February 24, 2023
In We Are the Stars, Colonizing and Decolonizing the Oceti Sakowin Literary Tradition, author Sarah Hernandez recovers the literary record of Oceti Sakowin (historically known to some as the Sioux Nation) women, who served as their tribes’ traditional culture keepers and culture bearers. In so doing, it furthers discussions about settler colonialism, literature, nationalism, and gender.
In this book, I contend that replacing Indigenous women with non-Indigenous teachers, preachers, and writers is a conscious and deliberate act of settler-colonial violence that strikes at the very heart of tribal nationhood: women and land. The silencing of Indigenous women and the loss of Indigenous land are inextricably linked. Native feminist scholars Maile Arvine, Eve Tuck, and Angie Morrill argue that “the management of Indigenous peoples’ gender roles and sexuality was [and still is] . . . key in remaking Indigenous peoples into settler state citizens.”

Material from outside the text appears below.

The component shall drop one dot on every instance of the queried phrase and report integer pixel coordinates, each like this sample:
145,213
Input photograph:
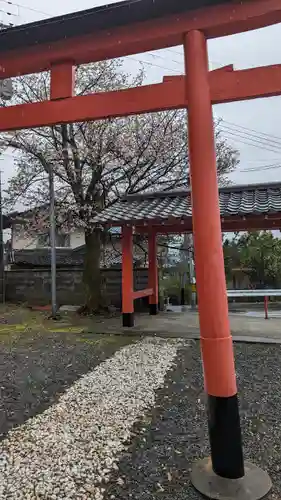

The United States is founded on the theory and practice of settler colonialism: a continuous and ongoing process of Indigenous erasure that seeks to eliminate tribal nationhood by destroying Indigenous lifeways and replacing them with Western beliefs and values (e.g., matriarchy → patriarchy). Settler colonialism is an invasive process that erases Indigenous people and communities at multiple levels: culturally, linguistically, socially, politically, and legally. Law professor Bethany Ruth Berger emphasizes that the United States not only disempowers Indigenous women culturally and socially, but also politically and legally as well. Over the past one-hundred-plus years, U.S. federal Indian law and policy has “directly diminish[ed] the power and autonomy of women in tribal communities” through a series of legal cases and precedents that replaced Indigenous women “as the head of the family and the cultivator of the land.” Perhaps the most obvious, but certainly not the only, example is the Dawes Allotment Act of 1887, which divided communal tribal lands into individual plots owned by the male heads of household and transferred land from women to men.